Edit: Nope, I don’t live in Palo Alto or Stanford, CA. My two best buds? Penn State alum and the other is from India. But we can keep playing 20 questions or get back on topic.
@Rivet2000 And then everyone complains about rich kids getting in because of huge donations. Until it supports the argument why it makes them better.
Princeton is a better school in nearly all categories than UCD.
But for the right set of circumstances like a Stamps scholarship and a full ride it’s more than good enough.
If someone wants to spend their money on a school that is super elite. I have no problem with that at all. In the absence of competitive alternatives I would and currently am doing this personally. But that’s not the question being asked.
And no one is saying that wf or ole miss have the same reputation or super elite composition.
It’s just the “no brainer” commentary among some. It’s funny that the least open minded responses to a dialogue around this and to differing opinion seem to be grads of these super elites or their ardent supporters. You would think open minded exploration is what these fine schools would encourage. Not close mindedness. And they would be the least insecure about how the world viewed them. There’s room at the top for a few more people and doesn’t disparage or reduce your great schools in any way.

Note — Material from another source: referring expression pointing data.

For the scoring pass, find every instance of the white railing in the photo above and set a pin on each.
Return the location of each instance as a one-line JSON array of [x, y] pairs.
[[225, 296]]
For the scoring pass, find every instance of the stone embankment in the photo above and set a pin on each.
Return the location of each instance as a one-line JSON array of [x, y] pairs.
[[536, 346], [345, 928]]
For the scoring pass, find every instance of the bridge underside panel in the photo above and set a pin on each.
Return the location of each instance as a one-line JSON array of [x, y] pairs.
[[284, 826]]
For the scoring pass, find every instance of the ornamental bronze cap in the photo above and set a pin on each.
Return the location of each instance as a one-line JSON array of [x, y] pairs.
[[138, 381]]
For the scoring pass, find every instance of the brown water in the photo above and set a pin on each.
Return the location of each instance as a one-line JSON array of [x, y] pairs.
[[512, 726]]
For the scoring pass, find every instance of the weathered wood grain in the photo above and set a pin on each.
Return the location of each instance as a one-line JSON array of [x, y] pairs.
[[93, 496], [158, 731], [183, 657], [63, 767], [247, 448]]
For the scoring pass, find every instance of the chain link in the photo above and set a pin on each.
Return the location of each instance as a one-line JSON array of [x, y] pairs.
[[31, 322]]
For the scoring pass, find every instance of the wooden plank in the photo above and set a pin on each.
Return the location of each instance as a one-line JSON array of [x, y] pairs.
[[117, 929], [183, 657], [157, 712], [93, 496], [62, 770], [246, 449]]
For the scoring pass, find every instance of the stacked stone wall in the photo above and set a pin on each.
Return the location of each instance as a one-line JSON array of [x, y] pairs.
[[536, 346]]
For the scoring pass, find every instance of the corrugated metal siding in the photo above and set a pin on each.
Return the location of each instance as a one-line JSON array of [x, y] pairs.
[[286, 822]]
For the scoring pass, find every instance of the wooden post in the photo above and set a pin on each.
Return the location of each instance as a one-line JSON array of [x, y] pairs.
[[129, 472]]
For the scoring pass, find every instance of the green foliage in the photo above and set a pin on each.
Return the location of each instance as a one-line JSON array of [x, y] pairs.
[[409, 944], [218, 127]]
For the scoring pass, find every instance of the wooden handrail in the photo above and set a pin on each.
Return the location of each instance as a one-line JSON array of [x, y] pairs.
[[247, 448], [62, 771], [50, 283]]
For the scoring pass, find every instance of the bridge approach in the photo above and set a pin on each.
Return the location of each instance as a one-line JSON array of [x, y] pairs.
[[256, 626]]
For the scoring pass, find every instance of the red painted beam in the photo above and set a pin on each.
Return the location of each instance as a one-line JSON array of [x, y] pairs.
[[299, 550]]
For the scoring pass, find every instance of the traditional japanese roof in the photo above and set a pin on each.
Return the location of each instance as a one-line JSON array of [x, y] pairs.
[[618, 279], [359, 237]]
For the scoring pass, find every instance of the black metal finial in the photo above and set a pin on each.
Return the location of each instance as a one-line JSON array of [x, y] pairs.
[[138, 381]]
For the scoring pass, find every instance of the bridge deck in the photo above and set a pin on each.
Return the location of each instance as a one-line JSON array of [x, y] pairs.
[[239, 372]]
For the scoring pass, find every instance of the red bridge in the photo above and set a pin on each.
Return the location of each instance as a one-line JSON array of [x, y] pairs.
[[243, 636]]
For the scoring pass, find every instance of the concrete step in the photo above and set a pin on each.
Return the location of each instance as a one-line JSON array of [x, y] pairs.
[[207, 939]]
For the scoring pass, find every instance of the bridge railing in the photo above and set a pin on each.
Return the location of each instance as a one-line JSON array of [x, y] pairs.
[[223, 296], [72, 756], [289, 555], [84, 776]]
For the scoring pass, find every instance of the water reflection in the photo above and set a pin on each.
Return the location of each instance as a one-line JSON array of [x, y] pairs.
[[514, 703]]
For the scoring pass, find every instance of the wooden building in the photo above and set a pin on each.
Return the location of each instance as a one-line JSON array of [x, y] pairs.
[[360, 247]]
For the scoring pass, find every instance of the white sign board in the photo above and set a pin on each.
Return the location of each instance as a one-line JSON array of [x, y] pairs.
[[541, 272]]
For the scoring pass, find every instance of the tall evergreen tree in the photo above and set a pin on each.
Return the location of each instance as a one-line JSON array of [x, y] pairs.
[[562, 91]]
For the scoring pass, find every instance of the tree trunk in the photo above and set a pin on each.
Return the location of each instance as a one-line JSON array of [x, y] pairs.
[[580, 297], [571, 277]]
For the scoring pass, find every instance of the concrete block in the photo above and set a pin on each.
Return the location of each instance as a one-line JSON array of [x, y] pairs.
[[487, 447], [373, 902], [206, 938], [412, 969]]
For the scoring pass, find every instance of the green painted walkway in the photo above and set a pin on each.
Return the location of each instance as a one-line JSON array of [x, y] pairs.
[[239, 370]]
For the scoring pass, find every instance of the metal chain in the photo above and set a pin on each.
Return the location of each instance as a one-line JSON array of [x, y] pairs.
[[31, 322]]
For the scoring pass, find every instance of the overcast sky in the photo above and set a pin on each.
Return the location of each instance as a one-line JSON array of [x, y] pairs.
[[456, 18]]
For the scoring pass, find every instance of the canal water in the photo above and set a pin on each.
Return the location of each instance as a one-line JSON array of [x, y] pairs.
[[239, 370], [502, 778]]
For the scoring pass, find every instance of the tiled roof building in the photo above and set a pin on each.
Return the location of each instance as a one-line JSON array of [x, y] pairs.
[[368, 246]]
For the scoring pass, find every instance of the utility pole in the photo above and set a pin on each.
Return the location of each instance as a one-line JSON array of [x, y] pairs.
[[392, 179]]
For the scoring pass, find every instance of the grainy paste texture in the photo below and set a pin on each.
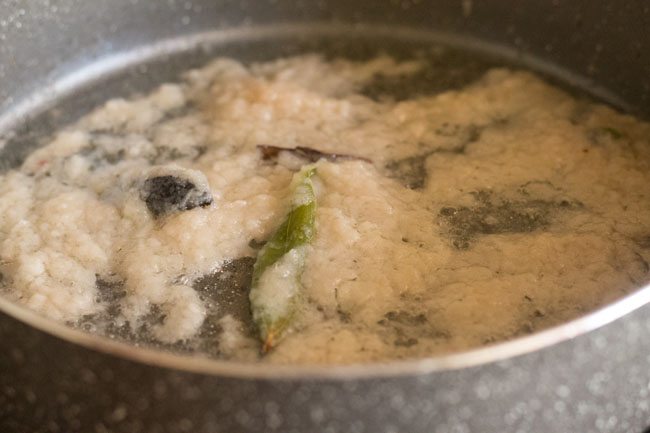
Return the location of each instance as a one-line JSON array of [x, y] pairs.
[[469, 217]]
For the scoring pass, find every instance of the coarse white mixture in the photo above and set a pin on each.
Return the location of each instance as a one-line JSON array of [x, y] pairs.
[[484, 214]]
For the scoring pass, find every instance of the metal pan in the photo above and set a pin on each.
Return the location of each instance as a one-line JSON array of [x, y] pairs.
[[587, 375]]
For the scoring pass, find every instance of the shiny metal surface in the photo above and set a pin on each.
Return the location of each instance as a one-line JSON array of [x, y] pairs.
[[589, 375]]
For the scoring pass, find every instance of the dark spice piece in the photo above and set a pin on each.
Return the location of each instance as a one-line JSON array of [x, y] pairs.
[[164, 194], [308, 154]]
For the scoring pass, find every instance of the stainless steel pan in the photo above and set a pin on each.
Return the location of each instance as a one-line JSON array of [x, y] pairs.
[[592, 374]]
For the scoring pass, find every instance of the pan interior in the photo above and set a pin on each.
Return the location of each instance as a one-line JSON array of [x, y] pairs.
[[454, 62]]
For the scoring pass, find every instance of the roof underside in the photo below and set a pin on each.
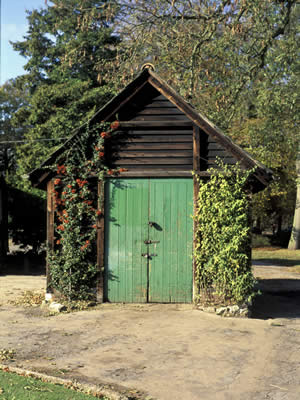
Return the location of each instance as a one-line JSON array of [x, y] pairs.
[[149, 106]]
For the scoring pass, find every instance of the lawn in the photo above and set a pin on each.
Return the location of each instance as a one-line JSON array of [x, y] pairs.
[[278, 256], [15, 387]]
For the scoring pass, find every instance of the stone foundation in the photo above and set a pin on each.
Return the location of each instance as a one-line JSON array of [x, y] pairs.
[[236, 311]]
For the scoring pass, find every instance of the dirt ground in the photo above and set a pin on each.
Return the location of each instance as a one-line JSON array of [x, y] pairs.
[[168, 352]]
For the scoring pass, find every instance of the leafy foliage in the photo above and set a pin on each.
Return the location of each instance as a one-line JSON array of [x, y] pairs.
[[72, 264], [222, 251], [238, 63], [67, 45]]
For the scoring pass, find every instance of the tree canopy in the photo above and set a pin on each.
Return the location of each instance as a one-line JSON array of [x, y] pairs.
[[67, 45], [236, 61]]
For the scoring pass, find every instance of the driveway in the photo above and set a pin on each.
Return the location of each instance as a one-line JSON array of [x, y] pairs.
[[167, 352]]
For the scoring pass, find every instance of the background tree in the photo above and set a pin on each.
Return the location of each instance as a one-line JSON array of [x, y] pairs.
[[237, 62], [12, 97], [66, 45]]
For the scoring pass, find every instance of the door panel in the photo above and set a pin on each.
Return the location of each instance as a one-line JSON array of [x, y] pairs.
[[126, 218], [170, 271], [155, 210]]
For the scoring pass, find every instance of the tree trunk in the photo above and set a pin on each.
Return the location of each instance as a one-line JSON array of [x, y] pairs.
[[294, 243]]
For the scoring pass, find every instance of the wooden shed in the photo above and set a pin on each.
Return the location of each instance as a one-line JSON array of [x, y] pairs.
[[145, 238]]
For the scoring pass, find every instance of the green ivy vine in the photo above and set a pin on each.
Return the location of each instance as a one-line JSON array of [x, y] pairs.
[[72, 263], [223, 238]]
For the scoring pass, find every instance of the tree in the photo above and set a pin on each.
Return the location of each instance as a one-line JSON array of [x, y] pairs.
[[12, 97], [237, 62], [67, 45]]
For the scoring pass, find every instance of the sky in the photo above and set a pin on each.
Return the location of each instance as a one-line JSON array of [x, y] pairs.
[[14, 27]]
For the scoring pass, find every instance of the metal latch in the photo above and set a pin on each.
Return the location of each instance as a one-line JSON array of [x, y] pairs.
[[146, 255], [151, 241]]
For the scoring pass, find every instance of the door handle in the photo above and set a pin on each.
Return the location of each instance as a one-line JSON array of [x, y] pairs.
[[146, 255], [151, 241]]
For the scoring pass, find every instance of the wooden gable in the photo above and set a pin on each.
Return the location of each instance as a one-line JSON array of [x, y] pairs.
[[160, 134]]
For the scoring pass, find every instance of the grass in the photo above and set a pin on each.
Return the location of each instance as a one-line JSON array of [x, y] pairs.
[[16, 387], [278, 256]]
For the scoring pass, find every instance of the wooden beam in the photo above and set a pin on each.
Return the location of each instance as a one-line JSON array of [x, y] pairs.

1 University of California, Berkeley
2 Stanford University
3 Carnegie Mellon University
4 University of Southern California
5 The University of Texas at Austin
6 Georgia Institute of Technology
7 University of Illinois at Urbana-Champaign
8 San Jose State University
9 University of California, San Diego
10 Arizona State University
11 University of Michigan
12 University of California, Los Angeles
13 North Carolina State University
14 California Polytechnic State University-San Luis Obispo
15 Cornell University
16 University of Waterloo (Canada)
17 Texas A&M University
18 University of Washington
19 Purdue University
20 Massachusetts Institute of Technology
21 Santa Clara University
22 University of Phoenix
23 University of California, Santa Barbara
24 University of California, Davis
25 Penn State University
Many CA universities, but # 3 is Pittsburgh, PA, #5 is Austin, TX, #6 is Atlanta, GA, #7 is UIUC and so on. WF didn’t make the Top 25.
The point is the SF Bay Area is a melting pot of people from everywhere.
@privatebanker If you remove money from the equation (which I think OP has) what is the value of Wake (and any non-monetary Stamps benefits) over Stanford? Isn’t that the question?
@sushiritto This supports exactly what’s been said. Look at the list of schools. 11 of the top 15 are state schools.
And if you did these same surveys in other areas stanford or other great schools won’t make the top 10 either.
But, I thought you’ve been saying that Stanford is so dominating where you live it’s hard to imagine choosing somewhere else for school? What about Cal grads. Do they fly in on Monday’s ?
And I recall earlier posts where it was nearly mocked for suggesting Cal vs. Stanford. UCB is only for Stanford rejects. Seems the employers like them.